[antlr-interest] stuff I don't like about ANTLR 2.x

Sun Mar 7 11:56:15 PST 2004

The main thing that gets me about Antlr is the tree construction
manipulation.  It is too easy to get loops in your trees.
Here is my suggestions  for a revised syntax for tree construction. As you
can see they as been around for a while now.
all the best
matthew

Draft specification for Antlr Tree Generation
By Matthew Ford
Revision 1  25th Sept 2001

Section 1:Control of automatic tree generation in the Parser
By default the Parser will automatically generate AST trees.  This
generation can be
disabled globally by setting buildAST=false.
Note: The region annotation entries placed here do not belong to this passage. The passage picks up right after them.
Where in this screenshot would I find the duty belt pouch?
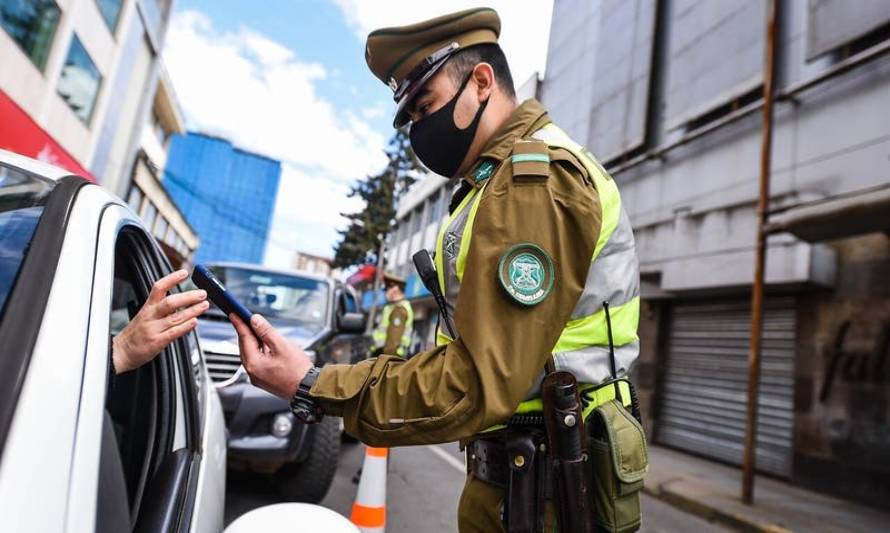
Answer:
[587,400,649,532]
[504,434,543,533]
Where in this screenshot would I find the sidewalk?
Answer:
[643,446,890,532]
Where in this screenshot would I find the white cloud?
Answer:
[334,0,553,86]
[164,11,386,267]
[164,11,385,182]
[265,164,361,267]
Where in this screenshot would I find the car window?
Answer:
[0,165,53,318]
[343,289,359,313]
[99,228,184,524]
[210,266,329,330]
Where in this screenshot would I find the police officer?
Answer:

When buildAST=false ALL code related to AST tree building is removed and the
only ways to build your own tree are :-
i) to update a global tree or
ii) use Antlr's return syntax to pass your own tree back.
(Note: in this mode you should not need to link or load any AST code unless
you
reference it yourself from action, etc)

With buildAST = true (that is the default) you can selectively disable tree
generation
by using the ! syntax.  This can be used on either a rule or token basis.
Example of a rule based use of ! to disable tree generation

addition!
    :   INT PLUS i:INT
;

In this case no tree generation code is generated for this rule.  If you
want to create a
tree by hand for this rule you need to return it as shown below
addition returns [AST return_tree]!
   :   INT PLUS i:INT  { .. code to generate return_tree }
;

So I suggest this be relaxed a little to say that
No tree generation code is output except that labels in the rule are
initialized with the
appropiate minimal tree.
For example
> drop_table_statement!
> : "drop" "table" t3:table_name t4:drop_behavior
;
results in #t3 containing tree resulting from the rule table_name
and
statement!
: INT PLUS i:INT
;
would set up a tree for label i consisting of a single root node containing
the INT
token
This allows the user to control what tree code is added to their code if the
tree
generation is turned off for a rule. If there are not labels then no code.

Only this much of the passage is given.